Ambition’s Not An Awful Word
Written by Zack Zage, Illustrated by Adam Watkins
(Ivy Court Press, 2012), hb., 32 pp.
This book’s title and look are catchy. Ambition is
something our children need a proper sense of but also something which can
involve sinful attitudes as well. So I was intrigued by the book.
The book is cute and the illustrations are funny.
The text is sort of funny, too, but is actually hard to follow. The look and
style of the book suggests it is for young children but references scattered
throughout to Julia Child, “New York’s MOMA,” Pollack, Perry Mason and others
make it seem like it is aimed at an older audience. We found the text obscure
and hard to follow. It wasn't clear to me all the way through how the funny
examples fit or advanced the theme, “It’s OK to dream.”

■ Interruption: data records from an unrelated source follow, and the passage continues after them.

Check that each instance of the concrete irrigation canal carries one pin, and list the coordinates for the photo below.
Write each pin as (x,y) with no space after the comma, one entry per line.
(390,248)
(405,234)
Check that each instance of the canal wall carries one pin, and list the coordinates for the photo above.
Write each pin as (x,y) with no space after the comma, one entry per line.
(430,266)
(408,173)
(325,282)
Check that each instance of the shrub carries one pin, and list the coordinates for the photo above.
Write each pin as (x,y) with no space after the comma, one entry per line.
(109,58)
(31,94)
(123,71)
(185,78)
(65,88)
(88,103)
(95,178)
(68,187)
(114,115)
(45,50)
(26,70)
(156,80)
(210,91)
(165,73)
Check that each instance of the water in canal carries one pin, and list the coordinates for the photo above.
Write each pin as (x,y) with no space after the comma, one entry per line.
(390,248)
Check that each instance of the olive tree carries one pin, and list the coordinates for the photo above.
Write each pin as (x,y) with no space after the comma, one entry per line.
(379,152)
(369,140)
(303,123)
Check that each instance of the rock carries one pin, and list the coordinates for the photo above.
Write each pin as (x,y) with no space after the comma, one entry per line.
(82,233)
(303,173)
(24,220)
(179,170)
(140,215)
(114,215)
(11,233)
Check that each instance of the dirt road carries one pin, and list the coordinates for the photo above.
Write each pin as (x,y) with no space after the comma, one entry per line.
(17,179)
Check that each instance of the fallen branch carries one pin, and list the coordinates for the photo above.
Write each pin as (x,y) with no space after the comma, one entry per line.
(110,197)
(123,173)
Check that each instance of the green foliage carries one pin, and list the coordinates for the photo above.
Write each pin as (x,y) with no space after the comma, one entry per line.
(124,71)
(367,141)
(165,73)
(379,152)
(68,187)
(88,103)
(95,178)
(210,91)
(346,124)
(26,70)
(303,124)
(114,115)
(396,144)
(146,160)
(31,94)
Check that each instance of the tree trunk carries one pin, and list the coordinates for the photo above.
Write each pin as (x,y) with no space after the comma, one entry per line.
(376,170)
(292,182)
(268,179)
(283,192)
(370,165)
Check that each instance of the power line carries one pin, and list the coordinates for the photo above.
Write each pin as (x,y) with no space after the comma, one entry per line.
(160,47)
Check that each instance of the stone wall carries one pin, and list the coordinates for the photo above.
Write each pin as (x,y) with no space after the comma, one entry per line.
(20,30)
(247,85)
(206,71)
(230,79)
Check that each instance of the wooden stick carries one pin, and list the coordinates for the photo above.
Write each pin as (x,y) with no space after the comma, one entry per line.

The book seems to encourage ambition from the “you’re
the center of the world” perspective which is so common today. When the dreamer
is rebuked for exaggerating what he can or will do and for making himself “the
brightest and the most”, this critique is dismissed. Instead, “In your own
imagination you’re supposed to reign supreme.” I want my children to dream and
have aspirations, but I don’t want them to imagine that they are the best at
everything. I want them to recognize that they are gifted by God in certain
ways and that in using those gifts they can enjoy life, help others, glorify
God and advance His kingdom. I did not expect such a full theological vision in
this book, but I did hope for more than simply, “It’s good for you to think you
can do everything and to imagine yourself as the center of the universe.”
I think what is most useful for inspiring children is not books about themselves but grand stories which introduce them to noble characters and themes greater than themselves, giving them people to admire and stories to live up to. In the end we cannot recommend this book.